Hercules mythology for dummies – Le Figaro

Director Rush Hour addresses the Greek legend. The result? A bloody epic that is not in the lace.

Five months after the release of The legend of Hercules , in which the young Kellan Lutz wore sandals of the Greek hero, Hercules already experiencing a second life on the big screen. Admittedly, the peplum is back in fashion, from the 300 Zach Snyder, released in 2006, and its prequel, 300: The Birth of an Empire Noam Murro. Away from the tank and the beautiful Cleopatra, the new Greek fight over thundering music, in fights that end in blood, and their bulging muscles shine in an aesthetic photography.

Like 300 , Hercules Brett Ratner ( Rush Hour , X-Men: The Last Stand ) is based on a comic book published by Steve Moore in 2008. it would also, according to his friend Alan Moore (author of Watchmen ) hit no rights to the adaptation. These are not the famous works that narrate the film by Brett Ratner, but the life of the legend after his exploits. Became head of a group of mercenary, Hercules fights for money and is haunted by the murder of his wife and children. When the rightful king of the kingdom of Thrace promises its weight in gold if it helps to recover his throne, Hercules accepts without question.

The scenario is not without interest: the new Hercules questions constantly myth. Is it truly the son of Zeus? Is there a god or a man? The body of Dwayne Johnson, his muscles and give him blankly that air of being both over men and human stupidly. When you see The Rock , tied to his chains, screaming “I’m Hercules!” Epidermal side of his interpretation works paradox. By Hercules a being more human than divine, Ratner is the opportunity to try to make strikes a chord of his character and tries to do his maelstrom a tale about friendship, loyalty and the fragility of human emotions .
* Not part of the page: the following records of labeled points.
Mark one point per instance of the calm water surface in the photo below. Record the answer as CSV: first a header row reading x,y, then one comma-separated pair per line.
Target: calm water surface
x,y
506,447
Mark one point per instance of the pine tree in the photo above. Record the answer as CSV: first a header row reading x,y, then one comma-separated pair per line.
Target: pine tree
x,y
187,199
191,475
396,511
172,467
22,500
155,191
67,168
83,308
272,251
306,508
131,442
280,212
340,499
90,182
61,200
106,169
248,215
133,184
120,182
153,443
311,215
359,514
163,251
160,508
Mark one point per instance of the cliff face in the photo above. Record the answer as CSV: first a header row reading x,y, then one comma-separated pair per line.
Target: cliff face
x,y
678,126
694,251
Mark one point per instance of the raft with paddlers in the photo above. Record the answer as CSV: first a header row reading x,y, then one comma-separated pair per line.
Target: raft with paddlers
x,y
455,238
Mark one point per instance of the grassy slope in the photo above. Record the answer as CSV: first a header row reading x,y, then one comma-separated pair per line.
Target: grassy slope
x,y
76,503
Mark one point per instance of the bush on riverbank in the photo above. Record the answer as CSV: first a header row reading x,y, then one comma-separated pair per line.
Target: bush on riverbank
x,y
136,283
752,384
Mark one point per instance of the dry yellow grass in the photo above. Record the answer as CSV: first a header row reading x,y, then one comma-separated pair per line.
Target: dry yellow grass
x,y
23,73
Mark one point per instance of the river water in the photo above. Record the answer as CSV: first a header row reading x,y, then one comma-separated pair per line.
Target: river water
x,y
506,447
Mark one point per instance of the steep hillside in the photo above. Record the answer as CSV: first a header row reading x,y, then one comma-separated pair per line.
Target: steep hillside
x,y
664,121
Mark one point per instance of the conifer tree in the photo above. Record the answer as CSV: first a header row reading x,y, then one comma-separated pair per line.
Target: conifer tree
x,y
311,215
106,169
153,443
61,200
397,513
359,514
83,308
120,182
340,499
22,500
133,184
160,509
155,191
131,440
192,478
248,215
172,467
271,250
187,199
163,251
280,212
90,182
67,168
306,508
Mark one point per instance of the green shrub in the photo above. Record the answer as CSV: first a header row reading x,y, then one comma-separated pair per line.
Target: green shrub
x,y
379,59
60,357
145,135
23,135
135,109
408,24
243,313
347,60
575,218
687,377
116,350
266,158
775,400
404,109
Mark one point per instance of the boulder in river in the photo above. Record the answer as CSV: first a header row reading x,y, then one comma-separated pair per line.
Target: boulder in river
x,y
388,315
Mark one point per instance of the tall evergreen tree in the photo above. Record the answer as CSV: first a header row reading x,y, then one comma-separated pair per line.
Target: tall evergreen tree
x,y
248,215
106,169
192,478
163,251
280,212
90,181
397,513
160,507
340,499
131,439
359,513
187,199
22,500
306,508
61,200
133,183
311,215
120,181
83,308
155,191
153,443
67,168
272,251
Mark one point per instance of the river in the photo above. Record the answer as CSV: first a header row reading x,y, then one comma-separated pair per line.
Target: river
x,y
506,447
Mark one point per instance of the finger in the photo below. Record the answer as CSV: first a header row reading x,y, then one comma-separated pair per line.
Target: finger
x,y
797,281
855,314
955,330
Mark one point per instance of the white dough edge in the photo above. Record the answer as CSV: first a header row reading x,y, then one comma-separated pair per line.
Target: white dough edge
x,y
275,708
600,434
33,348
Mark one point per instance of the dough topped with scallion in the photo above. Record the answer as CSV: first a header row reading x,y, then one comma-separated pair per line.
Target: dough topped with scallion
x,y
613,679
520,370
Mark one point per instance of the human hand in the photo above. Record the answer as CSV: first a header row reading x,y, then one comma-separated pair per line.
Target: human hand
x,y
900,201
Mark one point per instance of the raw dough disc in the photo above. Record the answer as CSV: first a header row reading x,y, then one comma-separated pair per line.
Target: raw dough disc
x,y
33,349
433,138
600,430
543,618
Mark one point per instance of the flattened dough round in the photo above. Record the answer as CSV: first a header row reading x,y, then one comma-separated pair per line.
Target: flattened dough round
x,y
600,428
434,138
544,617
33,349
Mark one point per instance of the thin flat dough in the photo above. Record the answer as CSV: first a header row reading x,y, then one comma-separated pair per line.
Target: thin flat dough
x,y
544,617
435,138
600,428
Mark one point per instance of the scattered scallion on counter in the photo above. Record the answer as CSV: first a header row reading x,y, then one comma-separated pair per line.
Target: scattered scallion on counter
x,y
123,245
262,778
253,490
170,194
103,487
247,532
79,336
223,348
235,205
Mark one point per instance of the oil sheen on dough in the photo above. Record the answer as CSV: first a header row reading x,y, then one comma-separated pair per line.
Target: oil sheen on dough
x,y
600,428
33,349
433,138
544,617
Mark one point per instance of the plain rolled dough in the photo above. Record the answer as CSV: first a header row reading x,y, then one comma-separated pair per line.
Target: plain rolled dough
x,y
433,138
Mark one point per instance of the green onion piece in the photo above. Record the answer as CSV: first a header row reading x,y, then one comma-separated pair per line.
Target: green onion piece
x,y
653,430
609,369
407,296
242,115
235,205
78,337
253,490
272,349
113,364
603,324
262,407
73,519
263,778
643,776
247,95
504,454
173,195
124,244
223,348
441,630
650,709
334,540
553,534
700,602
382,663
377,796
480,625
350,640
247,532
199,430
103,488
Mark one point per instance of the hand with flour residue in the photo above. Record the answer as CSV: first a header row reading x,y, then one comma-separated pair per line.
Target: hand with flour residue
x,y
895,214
But what could have been an interesting development in perspective of a legend, is marred by the compulsive need to make the director of entertainment, and the humor two sesterces. The dialogues seem to be a sloppy way to bridge the gap between two bloody battle scenes, and the production and assembly are conspicuous by their absence. Joints are missing that all ambitions Retner meet, and his schoolboy humor often falls flat. Rest tragic situations, which in turn make you laugh. But it was not perhaps the desired effect.